Full disclosure: Flight.HTB has been used as a test bed for several recent red-run features and routing improvements. Claude navigated the correct path on its first attempt, but not this quickly.
This run took 1 hour and 24 minutes in real time, but red-run has spent as many as 3 hours and as few as 45 minutes solving this box. CTF testing has exposed the truly indeterminate nature of LLMs. Agents take slightly different paths through the same box each iteration, even with identical operator prompts. Sometimes agents get stuck on mundane problems like clock skew - a task with explicit troubleshooting steps in their loaded skill. They often ignore agent- and skill-level instructions like “DO NOT download tools from the internet” due to prompt pressure. And these agents, loaded with Claude-built skills, have absolutely no OPSEC awareness. Claude has no chill. red-run will light up your SOC, all while your sensitive data is sent off to Anthropic servers. Do not run this in production.
Closing Thoughts
Even with the latest models and meticulously-written skills, “AI” is just another tool in the arsenal for both attackers and defenders (for now). Anyone who uses LLMs daily knows that they continue to make outright bad decisions from time to time. When positioned as a threat-actor targeting your production environment, those bad decisions can become instantly catastrophic. Indeed, a new type of threat actor has been created - overly trusting and inexperienced agentic tool users.

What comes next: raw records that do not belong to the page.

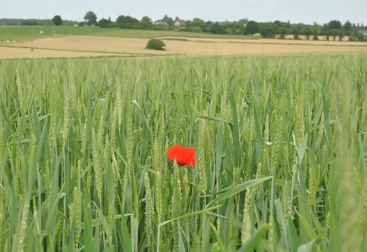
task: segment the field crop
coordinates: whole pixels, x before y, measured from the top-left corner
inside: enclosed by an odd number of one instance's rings
[[[57,49],[91,52],[125,54],[152,54],[145,49],[146,38],[119,38],[97,36],[68,36],[47,38],[33,41],[40,49]],[[282,40],[278,40],[282,41]],[[236,40],[238,41],[237,40]],[[246,41],[244,40],[244,41]],[[282,40],[286,41],[286,40]],[[191,56],[208,55],[271,55],[367,52],[367,46],[328,46],[315,45],[286,45],[255,43],[215,43],[211,41],[164,41],[165,51],[154,51],[157,55],[185,54]],[[343,42],[341,42],[343,43]],[[347,43],[347,42],[345,42]],[[357,43],[357,42],[356,42]],[[14,47],[29,47],[29,41],[14,43]]]
[[[196,38],[236,38],[239,39],[256,39],[260,36],[246,36],[235,34],[214,34],[210,33],[190,32],[178,30],[134,30],[111,28],[100,28],[97,27],[70,26],[9,26],[0,27],[0,40],[11,40],[18,41],[37,39],[45,37],[53,37],[54,33],[59,36],[71,35],[106,36],[131,38],[153,38],[165,36],[184,36]],[[41,31],[43,35],[40,35]]]
[[[0,61],[0,250],[367,251],[366,60]]]

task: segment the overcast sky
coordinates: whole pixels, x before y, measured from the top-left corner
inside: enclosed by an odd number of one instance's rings
[[[289,20],[292,23],[319,24],[337,19],[343,23],[367,25],[366,0],[2,0],[0,18],[51,19],[83,21],[87,11],[98,19],[120,15],[138,19],[148,16],[153,20],[164,15],[174,19],[200,18],[212,21],[237,21],[248,18],[257,22]],[[6,2],[6,3],[5,3]]]

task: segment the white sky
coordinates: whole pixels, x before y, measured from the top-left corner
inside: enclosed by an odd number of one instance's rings
[[[85,12],[94,12],[98,18],[120,15],[138,19],[148,16],[153,20],[167,14],[174,19],[200,18],[212,21],[237,21],[248,18],[257,22],[278,20],[291,23],[319,24],[337,19],[344,23],[367,25],[367,0],[0,0],[0,18],[51,19],[60,15],[63,19],[83,21]]]

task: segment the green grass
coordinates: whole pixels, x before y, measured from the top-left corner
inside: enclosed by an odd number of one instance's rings
[[[197,38],[222,38],[238,39],[257,39],[259,37],[242,35],[213,34],[204,33],[188,32],[177,30],[133,30],[119,28],[102,28],[95,27],[74,27],[68,26],[1,27],[0,40],[16,41],[36,39],[53,36],[53,31],[64,35],[79,35],[91,36],[110,36],[134,38],[151,38],[164,36],[184,36]],[[40,31],[43,35],[39,35]]]
[[[0,61],[0,249],[367,251],[366,60]]]

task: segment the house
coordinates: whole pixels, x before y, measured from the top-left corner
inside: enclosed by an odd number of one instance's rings
[[[166,21],[164,21],[161,19],[157,20],[154,22],[154,25],[156,26],[167,26],[168,23]]]
[[[228,24],[230,24],[231,22],[228,21],[228,20],[226,20],[224,22],[218,22],[218,24],[219,24],[221,26],[225,26],[226,25],[228,25]]]
[[[185,20],[182,19],[179,19],[178,18],[176,18],[174,20],[174,26],[176,27],[180,27],[180,26],[185,26],[186,22]]]

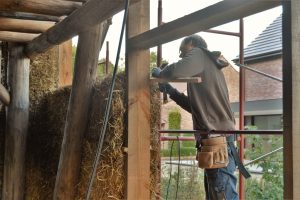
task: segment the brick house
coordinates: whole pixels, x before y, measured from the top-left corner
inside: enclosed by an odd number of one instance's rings
[[[249,46],[244,49],[244,60],[248,67],[282,77],[281,16],[275,19]],[[238,62],[238,57],[233,60]],[[223,69],[229,90],[232,110],[239,117],[239,72],[232,67]],[[186,83],[171,83],[180,92],[186,92]],[[245,72],[245,125],[258,129],[280,129],[282,116],[282,83],[246,70]],[[182,116],[181,129],[192,129],[192,118],[175,102],[162,106],[163,128],[168,129],[168,113],[179,109]]]
[[[282,78],[281,18],[281,15],[277,17],[244,49],[244,60],[248,67],[278,78]],[[233,61],[238,62],[238,58]],[[282,82],[246,70],[245,96],[245,125],[254,125],[261,130],[281,128]],[[236,114],[238,106],[238,100],[232,101],[232,109]]]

LLMs are not deterministic. The same input is never guaranteed to produce the same output. This is why skilled humans must be kept in the loop whenever an LLM might execute code on an asset - to supervise and to enforce constraints.
It is unclear what offensive security jobs will look like in a year, let alone in five years, given the current pace of change. Human operators will certainly continue to execute hands-on-keyboard tasks, but those tasks will evolve (as they always have).
Afterthoughts
At first glance, it might appear that we’ve somehow “jailbroken” the model, but this is not the case. “Jailbreaking” typically implies that safety features were bypassed in order to trick the LLM into doing something it was not meant to do. Claude Code is supposed to help with security testing. It says so right there in the system prompt:
IMPORTANT: Assist with authorized security testing, defensive security, CTF challenges, and educational contexts. Refuse requests for destructive techniques, DoS attacks, mass targeting, supply chain compromise, or detection evasion for malicious purposes. Dual-use security tools (C2 frameworks, credential testing, exploit development) require clear authorization context: pentesting engagements, CTF competitions, security research, or defensive use cases. [4]
Security researchers and ethical hackers need this functionality in Claude Code in order to keep pace with threats. With sufficient resources, advanced threat actors can build and run their own sophisticated attack-oriented models on their own hardware, with no flimsy guardrails attempting to limit them to “authorized security testing”. Advanced threat actors do not need Anthropic.